Tanya Tucker’s Beloved Horse, Ginnin Jessie, Dies: ‘You’re Free Now’
Tanya Tucker is mourning the loss of a beloved member of her family. The singer's horse, Ginnin Jessie, has died.
Tucker shared a photo of herself and Ginnin Jessie — a chestnut horse with a white diamond on his forehead — to social media when she shared the sad news with fans. In the snapshot, the singer is giving him a kiss and holding a bag of baby carrots.
"I lost my sweet ol man tonight," Tucker writes. "Ginnin Jessie (Jessie Rey's son). A piece of me went with him and what remains will never be the same."
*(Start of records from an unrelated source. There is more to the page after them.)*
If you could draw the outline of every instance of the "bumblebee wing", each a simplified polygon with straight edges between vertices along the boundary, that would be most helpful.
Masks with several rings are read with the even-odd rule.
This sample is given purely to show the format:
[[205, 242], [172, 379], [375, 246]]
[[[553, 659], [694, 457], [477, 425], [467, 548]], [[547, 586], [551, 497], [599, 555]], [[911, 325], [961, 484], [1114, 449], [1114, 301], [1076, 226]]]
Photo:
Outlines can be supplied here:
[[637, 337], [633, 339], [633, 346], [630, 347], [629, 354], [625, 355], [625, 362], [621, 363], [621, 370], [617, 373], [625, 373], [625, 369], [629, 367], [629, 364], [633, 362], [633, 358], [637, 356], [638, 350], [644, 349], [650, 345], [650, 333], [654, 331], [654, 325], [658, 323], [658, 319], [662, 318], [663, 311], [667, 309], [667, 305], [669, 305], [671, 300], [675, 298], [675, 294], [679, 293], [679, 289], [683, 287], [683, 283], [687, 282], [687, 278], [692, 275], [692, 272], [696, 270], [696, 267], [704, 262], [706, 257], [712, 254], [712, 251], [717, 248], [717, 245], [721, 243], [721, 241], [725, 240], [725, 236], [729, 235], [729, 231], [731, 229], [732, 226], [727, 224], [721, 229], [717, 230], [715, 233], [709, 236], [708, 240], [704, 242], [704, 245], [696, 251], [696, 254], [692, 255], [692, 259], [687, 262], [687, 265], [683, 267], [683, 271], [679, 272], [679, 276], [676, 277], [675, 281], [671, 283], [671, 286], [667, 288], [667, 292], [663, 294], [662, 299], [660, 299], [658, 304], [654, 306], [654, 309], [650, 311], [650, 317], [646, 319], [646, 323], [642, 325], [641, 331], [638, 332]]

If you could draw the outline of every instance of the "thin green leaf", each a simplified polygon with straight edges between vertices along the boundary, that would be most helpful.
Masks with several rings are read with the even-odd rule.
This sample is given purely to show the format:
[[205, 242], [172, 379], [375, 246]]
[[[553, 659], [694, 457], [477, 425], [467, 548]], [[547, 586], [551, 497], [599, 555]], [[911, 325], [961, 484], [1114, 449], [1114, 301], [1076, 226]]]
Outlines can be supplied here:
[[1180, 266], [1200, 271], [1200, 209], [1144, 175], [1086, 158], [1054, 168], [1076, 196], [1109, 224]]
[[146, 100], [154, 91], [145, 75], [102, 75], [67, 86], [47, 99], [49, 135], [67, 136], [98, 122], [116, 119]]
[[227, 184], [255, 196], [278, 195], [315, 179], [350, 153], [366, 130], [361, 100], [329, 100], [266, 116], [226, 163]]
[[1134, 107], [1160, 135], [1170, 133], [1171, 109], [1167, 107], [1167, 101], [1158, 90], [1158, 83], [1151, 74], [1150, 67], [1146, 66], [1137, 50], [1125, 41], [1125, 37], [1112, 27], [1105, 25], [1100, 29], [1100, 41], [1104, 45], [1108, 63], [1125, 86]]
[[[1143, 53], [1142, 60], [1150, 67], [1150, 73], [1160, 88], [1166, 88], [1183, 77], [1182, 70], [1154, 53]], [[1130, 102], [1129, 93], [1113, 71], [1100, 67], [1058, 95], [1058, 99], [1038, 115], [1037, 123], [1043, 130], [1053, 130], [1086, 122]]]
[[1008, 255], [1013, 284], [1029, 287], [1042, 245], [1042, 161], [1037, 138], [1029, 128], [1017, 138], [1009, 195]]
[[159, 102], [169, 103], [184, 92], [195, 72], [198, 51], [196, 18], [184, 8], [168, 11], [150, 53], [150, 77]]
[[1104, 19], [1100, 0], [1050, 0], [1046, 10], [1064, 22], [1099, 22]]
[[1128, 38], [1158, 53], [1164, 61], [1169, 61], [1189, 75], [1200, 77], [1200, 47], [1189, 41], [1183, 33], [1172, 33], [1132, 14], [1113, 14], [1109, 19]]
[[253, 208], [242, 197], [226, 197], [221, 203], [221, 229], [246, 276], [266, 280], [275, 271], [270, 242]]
Tucker has long been a passionate lover of horses. Jessie Rey, the horse who fathered Ginnin Jessie, died in 2019. He is included in one of the lines of Tucker's song, "Bring My Flowers Now," which imagines the singer and her horse riding together again one day in the afterlife.
As she mourns the loss of Ginnin Jessie, Tucker is taking comfort in a similar sentiment.
"His Daddy Jessie Rey left me when he was 31. So I think they're both together now and will be waiting on me," Tucker continues. "You're free now to run like the wind!"
Tucker wrote "Bring My Flowers Now" with Brandi Carlile, a collaborator who produced her 2019 While I'm Livin' album as well as its 2023 follow-up, Sweet Western Sound. Tucker previously told Sounds Like Nashville that she'd been wanting to write a song for her Jessie Rey since the horse's death, and her work with Carlile provided a perfect opportunity to memorialize him in a lyric.
"I said, ‘I want to write a song about him’ and I never could do it. And then when Brandi and I were finishing this, I had this idea when we started writing it in the studio that day," Tucker explained. "And the last day in the studio, right before we recorded it, Jessie Ray came in, he just showed up. One day, me and Jessie Ray, we’re going to ride again."
It's not the only time that Tucker's passions for music and horses have overlapped. During an early-June performance at the Grand Ole Opry, she made history by riding a horse onstage. It's believed to be the first time an Opry performer has made that particular kind of entrance.